– Господи, Ефим… Разбойничья твоя душа, нешто мы счастья дождались?! Да не рви рубаху мне, дурной!!! Жалко же!!! С утра уж пойдём, когда мне зашивать-то?! Да не сюда… Да не здесь же! Ох, пожди, я сама лучше…
– Да где ж тут у тебя?.. Тьфу, будь они неладны, железки эти… У бабы собственной не найдёшь чего надо! – Ефим, ворча и смеясь, стиснул свою невенчанную жену в руках – тёплую, дрожащую, живую… Всё, как во сне, который ночь за ночью сводил его с ума в тюрьме. Там казалось – не держать больше в охапке этой шальной девки… Не падать головой в горячую грудь, не целовать, не пить её взахлёб, как ключевую воду в жаркий полдень, не умирать от запаха – горького, сухого… – Устька… Видит бог, никого, кроме тебя, не надо… Помирать буду – не забуду… Полынь ты моя… Лихо лесное… Теперь уж – вместе! До смерти… Никому не отдам, убью… Сдохну – а не отдам!

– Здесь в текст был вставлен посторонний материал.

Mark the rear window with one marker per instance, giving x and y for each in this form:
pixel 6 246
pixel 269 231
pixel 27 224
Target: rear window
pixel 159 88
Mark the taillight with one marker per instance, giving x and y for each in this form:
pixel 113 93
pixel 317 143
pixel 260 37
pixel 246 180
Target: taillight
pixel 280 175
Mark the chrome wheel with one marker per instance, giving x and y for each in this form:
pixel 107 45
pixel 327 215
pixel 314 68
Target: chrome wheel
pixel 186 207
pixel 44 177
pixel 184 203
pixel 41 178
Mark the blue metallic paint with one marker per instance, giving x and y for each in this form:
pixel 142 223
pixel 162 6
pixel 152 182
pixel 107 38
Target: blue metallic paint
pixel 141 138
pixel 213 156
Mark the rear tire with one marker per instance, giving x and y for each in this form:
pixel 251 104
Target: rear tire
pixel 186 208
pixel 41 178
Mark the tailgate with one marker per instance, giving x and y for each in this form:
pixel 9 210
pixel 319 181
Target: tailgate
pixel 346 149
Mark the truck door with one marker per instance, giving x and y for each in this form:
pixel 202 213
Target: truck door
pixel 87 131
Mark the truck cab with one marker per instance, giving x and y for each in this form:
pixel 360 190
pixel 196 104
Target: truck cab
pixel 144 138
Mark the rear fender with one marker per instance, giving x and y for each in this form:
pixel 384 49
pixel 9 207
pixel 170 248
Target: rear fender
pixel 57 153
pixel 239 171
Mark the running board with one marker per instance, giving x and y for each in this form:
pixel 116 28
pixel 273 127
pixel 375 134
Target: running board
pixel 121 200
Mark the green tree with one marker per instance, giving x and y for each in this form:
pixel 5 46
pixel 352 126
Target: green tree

– Да кто отнимает-то, глупый?.. Тише… И так твоё, всё твоё… Ох, Богородица пречистая, счастье-то… Вот тебе и каторга!
Уже перед рассветом зевающий солдат отвёл Устинью в камеру. Она прокралась в темноте на своё место, упала на нары рядом с Марьей и уснула мгновенно, со слабой, недоверчивой улыбкой на губах.
– Вот ведь толково придумали! – нахваливала тётка Матрёна. – А я-то вчера весь день про сапоги думала… Так голенища-то под железо не пропихнёшь!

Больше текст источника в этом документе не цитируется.